Dans son rapport d'enquête, la CNESST retient comme principale cause « des lacunes dans la planification des travaux de soudage en espace clos », peut-on lire.

Le soudeur a succombé à un traumatisme craniofacial alors qu'il effectuait des travaux de soudage dans un réservoir. Ces travaux ont été réalisés dans un réservoir adjacent à un deuxième réservoir qui contenait encore du diesel.

« La chaleur transmise dans le réservoir était d'environ 400 degrés celcius sur la parois interne, ce qui était suffisant pour enflammer le diesel à l'intérieur et provoquer une première explosion. Ensuite, ça a décloisonné les parois entre les deux réservoirs. Donc, tout à coup, il y avait une présence d'une grande quantité d'oxygène, ce qui a conduit à la deuxième explosion », explique l'inspecteur de la CNESST, Vincent Ouellette.

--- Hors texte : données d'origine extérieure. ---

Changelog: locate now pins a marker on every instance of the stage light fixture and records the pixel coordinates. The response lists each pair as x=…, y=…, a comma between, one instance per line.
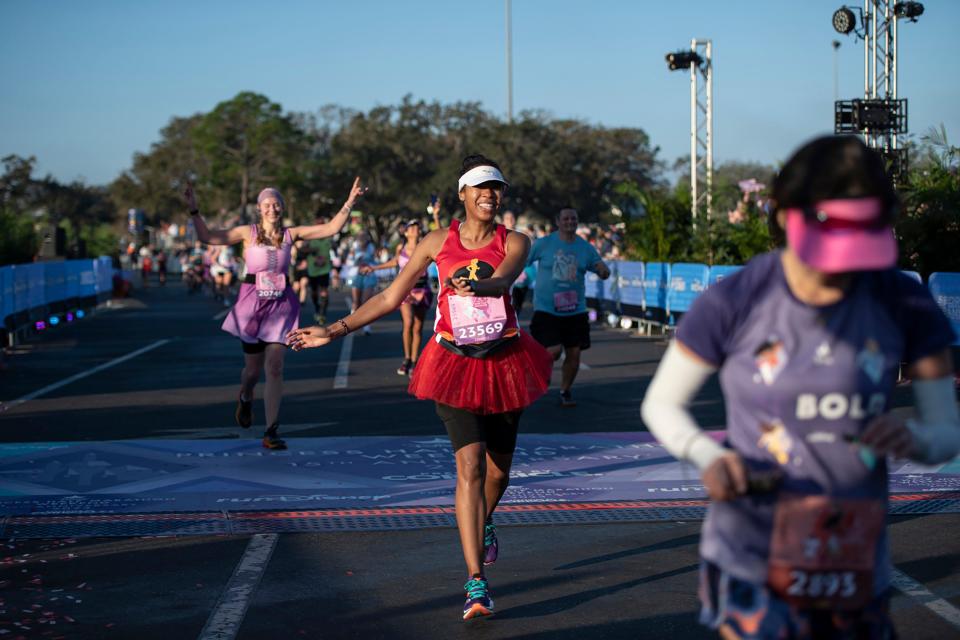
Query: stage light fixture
x=870, y=116
x=909, y=10
x=683, y=59
x=844, y=21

L'entreprise Pétro-Max n'a pas souhaité commenter les conclusions du rapport. Elle écoppera d'une amende qui pourrait varier entre 16 000 $ et 65 000 $.

La CNESST interdit à l'entreprise des activités de soudage jusqu'à ce qu'un protocole de travail adéquat soit mis en place. Les conclusions de l'enquête seront transmises à l'Association Québécoise des Indépendants du Pétrole, ainsi qu'à d'autres entreprises similaires afin d'éviter que des accidents semblables se reproduisent.

Depuis 5 ans, 69 personnes ont perdu la vie dans un accident du travail au Québec. Dans la seule région de la Mauricie−Centre-du-Québec, 28 travailleurs sont décédés au cours de la même période.